With all due respect to the “ADD TONS of WEIGHT” method to fix these cars, that’s NOT the correct way to correct the problem. Front mounting of the battery and a storage area are GREAT ideas and well worth the effort.
However, you are asking for trouble adding lead or other ballast to compensate for the front end being too stiffly sprung.I’ve told this hundreds of times to VW based TD and Speedster owners. The people that have done the right fix swear that they have a completely different car, handling and riding so much different that is has become a pleasure to drive…not to mention safer.
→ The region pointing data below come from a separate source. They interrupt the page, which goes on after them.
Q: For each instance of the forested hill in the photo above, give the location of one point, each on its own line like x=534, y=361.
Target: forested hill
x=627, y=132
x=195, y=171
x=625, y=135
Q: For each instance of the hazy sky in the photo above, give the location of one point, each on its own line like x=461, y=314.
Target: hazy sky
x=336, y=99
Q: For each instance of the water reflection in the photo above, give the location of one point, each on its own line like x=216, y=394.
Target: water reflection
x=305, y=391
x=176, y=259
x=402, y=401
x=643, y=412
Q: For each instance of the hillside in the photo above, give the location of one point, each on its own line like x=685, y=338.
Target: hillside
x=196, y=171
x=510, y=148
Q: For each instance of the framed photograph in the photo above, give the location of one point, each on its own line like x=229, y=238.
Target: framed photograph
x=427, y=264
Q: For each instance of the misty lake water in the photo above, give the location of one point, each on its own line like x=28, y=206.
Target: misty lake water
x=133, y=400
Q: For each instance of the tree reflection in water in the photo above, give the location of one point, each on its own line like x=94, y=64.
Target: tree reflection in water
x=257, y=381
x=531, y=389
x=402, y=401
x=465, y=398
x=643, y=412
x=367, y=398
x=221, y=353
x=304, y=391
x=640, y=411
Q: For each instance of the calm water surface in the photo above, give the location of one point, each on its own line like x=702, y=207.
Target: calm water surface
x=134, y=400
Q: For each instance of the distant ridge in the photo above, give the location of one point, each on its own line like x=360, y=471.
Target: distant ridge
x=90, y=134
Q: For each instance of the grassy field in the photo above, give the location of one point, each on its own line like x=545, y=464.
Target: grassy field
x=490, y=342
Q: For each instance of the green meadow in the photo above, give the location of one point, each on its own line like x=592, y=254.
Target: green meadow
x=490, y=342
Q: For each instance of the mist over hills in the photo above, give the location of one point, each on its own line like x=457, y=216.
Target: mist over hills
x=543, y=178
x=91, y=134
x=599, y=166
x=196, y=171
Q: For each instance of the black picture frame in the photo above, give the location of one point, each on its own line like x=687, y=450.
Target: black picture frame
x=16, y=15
The feeling you are getting is from the front suspension being MUCH TOO STIFF for the light nose weight of the car. If the car is sprung correctly, the car will not skid or “push” the nose (understeer) under hard cornering and normal braking.
The thread about removing torsion leaves from the VW beams has been posted to several areas on this website. If your car is based on a ’69 Beetle, you should have the VW repair manual by Robert Bentley commonly called the “Red Book”. It will have picture of how the VW twin beam front suspsension is designed and how it can be adjusted. Cutting and turning one tube is NOT THE CORRECT WAY TO DO IT. It is the quick fix method used by the manufacturers to get the ride height correct, not the correct spring rate. If you remember, these kits were marketed as “build it in a weekend!”
To do this job right, you’ll have to remove the front beam (if it’s been cut and turned) and install ride height adjusters or better buy and adjustable beam and reinstall your exisiting components minus a bunch of torsion leaves.
We wouldn’t ride a Harley with 1972 Cadillac Sedan Deville springs, so why are we doing it with these VW based kits?